ウクライナの停戦とは何なのかーー停戦と和平の境界と停戦の細分化
2025年4月14日

「合意」という言葉ではなく、戦場において実際に何が起きているかに着目する必要が従来以上に高まっている[3回目の会談を行ったプーチン大統領(右)とスティーブ・ウィトコフ米中東担当特使=2025年4月11日、ロシア・サンクトペテルブルク](C)AFP=時事
なぜいま停戦議論か
ウクライナの停戦に関する交渉や議論がさまざまにおこなわれている。停戦が実際に近づいているかについては疑問もあるものの、停戦を語り、停戦を目指すこと自体は広く受け入れられることになった。まずはこれ自体が大きな変化であることを強調する必要がある。

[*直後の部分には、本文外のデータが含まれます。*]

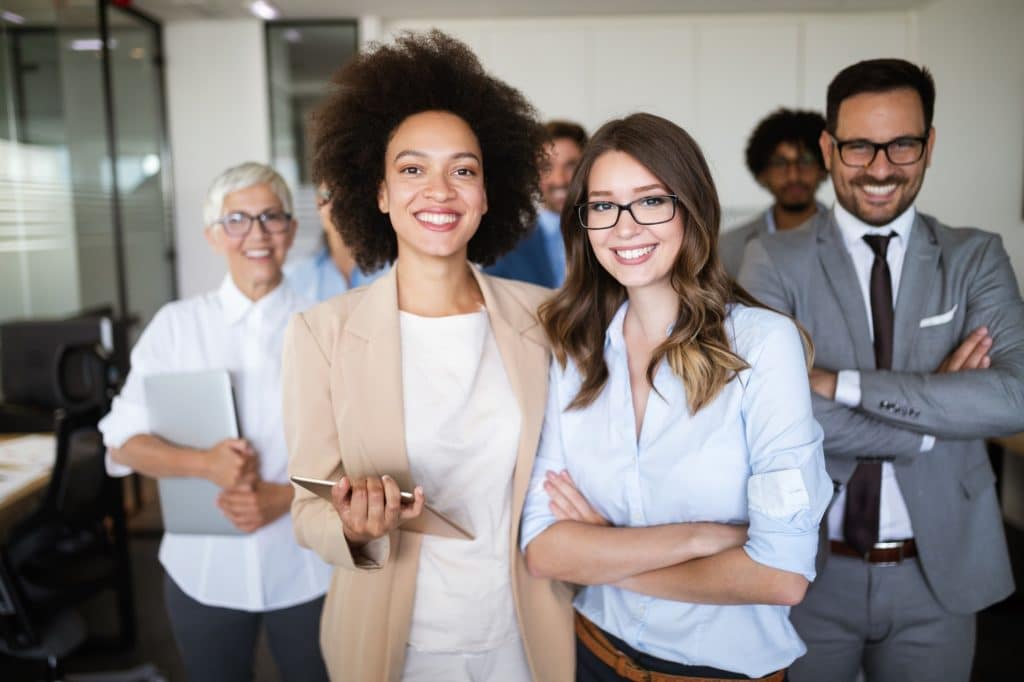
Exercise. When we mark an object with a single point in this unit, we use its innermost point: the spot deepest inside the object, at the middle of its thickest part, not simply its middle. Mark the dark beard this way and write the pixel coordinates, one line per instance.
(797, 208)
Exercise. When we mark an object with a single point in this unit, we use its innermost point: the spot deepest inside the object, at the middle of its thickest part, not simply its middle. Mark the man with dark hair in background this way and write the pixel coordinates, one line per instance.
(783, 156)
(919, 335)
(540, 257)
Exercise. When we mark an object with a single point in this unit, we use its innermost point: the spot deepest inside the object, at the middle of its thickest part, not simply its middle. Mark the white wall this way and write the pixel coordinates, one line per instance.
(218, 117)
(715, 75)
(976, 52)
(718, 75)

2022年2月24日にはじまるロシアによるウクライナ全面侵攻の当初から、停戦は模索され続けてきた。ウクライナ政府自身も停戦の可能性を探り、本格的な交渉もおこなわれたものの、結局断念された。それは、ロシアの要求と、ウクライナが受け入れ可能なものとの間のギャップが大きすぎたからである。ロシアの求めたものが事実上の降伏だったとすれば、抵抗を続ける方がまだよいとウクライナが判断したのは、その時点では合理的だったはずである。短期決着だとすればウクライナの「敗北」、ロシアの「勝利」以外の結果になりえなかったからである。